Are you laughing? Okay, good. Because talking about parents can be a very touchy subject. People I have known were given up at birth for adoption. Many lost their parents due to suicide. Another category watched one or both parents suffer from a disease that we should have found a cure for by now. Accidents, estrangements, other medical issues, all have claimed the lives of other parents. I lost my mother to complications of diabetes twenty some years ago. My father passed away from being old last year. Since then, I have had to think about my characters and their parents.
If we create fiction that is alive and interesting, our characters need the rounded details of where they came from, who raised them, what their parents believed that they either accepted or fought against. My mother did not enjoy going to school. I’m glad I feel differently. My father had deep-seated prejudices he could not escape. I’m relieved I feel differently.
I’m struggling with breathing new life into my work in progress, Crazy for Trying. Hmm, maybe I was trying to tell myself something with that title. Anyway, my mentor Lisa Kessler added depth and plot by suggesting that I know the parents of the MCs. If you have characters that seem shallow, maybe that would be something to look at.

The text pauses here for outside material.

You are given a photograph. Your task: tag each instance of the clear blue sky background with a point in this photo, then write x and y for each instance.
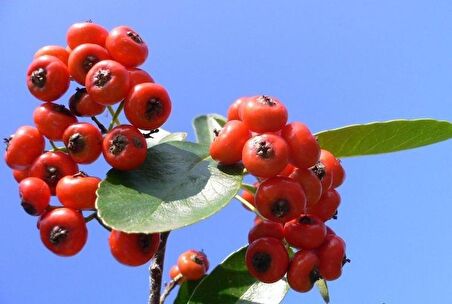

Adam Dorset went to prison for embezzlement but was released when his attorney found evidence that dismissed prior testimony. Now, his father is a policeman with a sterling record who has retired. Adam’s mom passed away from cancer, leaving his father to slip into dementia alone. Once Adam got out of prison, he starts to visit his dad, who is confused as to why his son is wandering free. He believes he should call a friend on the force and report the situation. This drives Adam’s need to clear his name and find the real crook to be punished.
My heroine, Valerie Harding, still has both parents living. Her father is loving and supportive, but a little too mild. Her mother understands that Val needs time to recover from the tragic loss of her husband and child, but she wants to be a grandmother again. She’s pushing her only child to start dating and settle down. Which makes Valerie resistant to any suggestions for people to date that come from her mother.

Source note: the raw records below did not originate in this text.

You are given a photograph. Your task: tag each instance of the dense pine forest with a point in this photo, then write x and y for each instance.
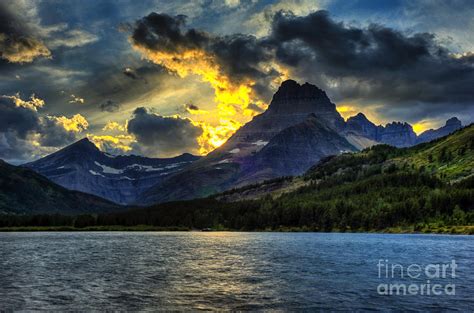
(426, 188)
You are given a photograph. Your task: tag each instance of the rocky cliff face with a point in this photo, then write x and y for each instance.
(397, 134)
(294, 150)
(290, 105)
(23, 191)
(360, 125)
(83, 167)
(451, 126)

I’m sure Adam’s family believed in attending church on Sunday. He’s left that belief behind. Valerie did not have a religious upbringing and turned to prayer in the dark hours after losing her family. They both love chocolate. These are things important to know about each one.
In a futuristic romance on the way back burners, I have a hero, Nick, who is the bastard son of a wealthy CEO currently sucking the life out of a particular planet. Nick wants to reintroduce plants and animals to the wasted lands. As our story progresses, we find out that the power and money his father possesses is nothing when compared to the family connections on his mother’s side. Those people never heard of an illegitimate child. Nick is fully entitled to everything Mom provides for him. Of course, he may have to move back home and sit on a throne, but that’s not settled yet.

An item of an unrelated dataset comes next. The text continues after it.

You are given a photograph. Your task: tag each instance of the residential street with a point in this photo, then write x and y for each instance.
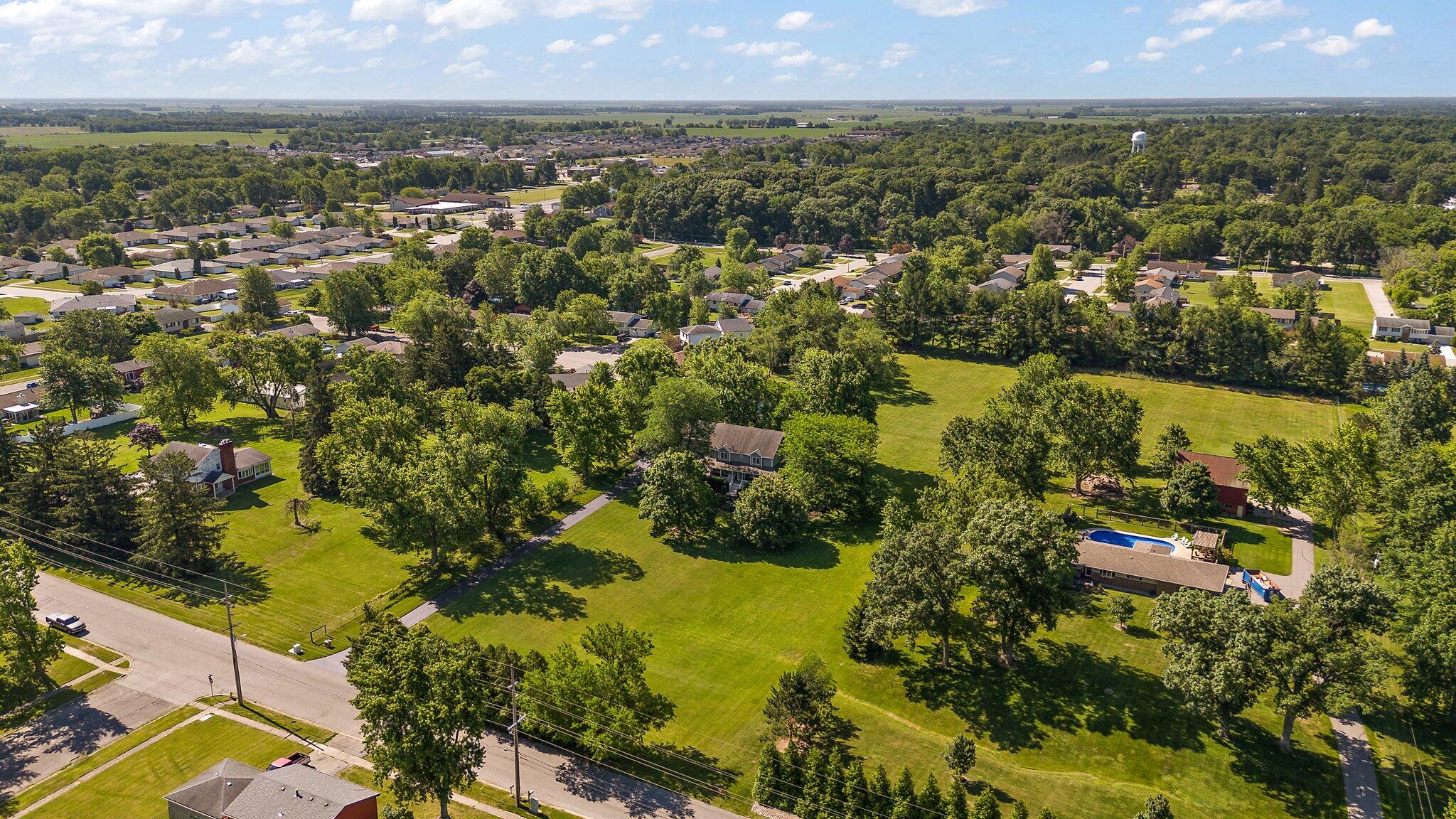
(171, 662)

My Regency Banquet series starts with a key resemblance between Ellen Curtis and her now deceased mother. Her father’s prejudice against the man who asks for Ellen’s hand also directs the flow of the story. Her twin brothers plot to change places due to their father’s position that the heir cannot be allowed to go off to war. When it seems that Roland, posing as Bernard, had been killed, Bernard must decide if he can go the rest of his life pretending to be Roland.
Parents, whether by their presence or their absence, influence our lives in so many ways. And it’s the same with your characters. You should make a list of the things each one received, from dark eyes to odd birthmarks. Have fun with it. Thanks for reading, I’ll be back in Sunday. Can you believe that will be the last Sunday of June, already?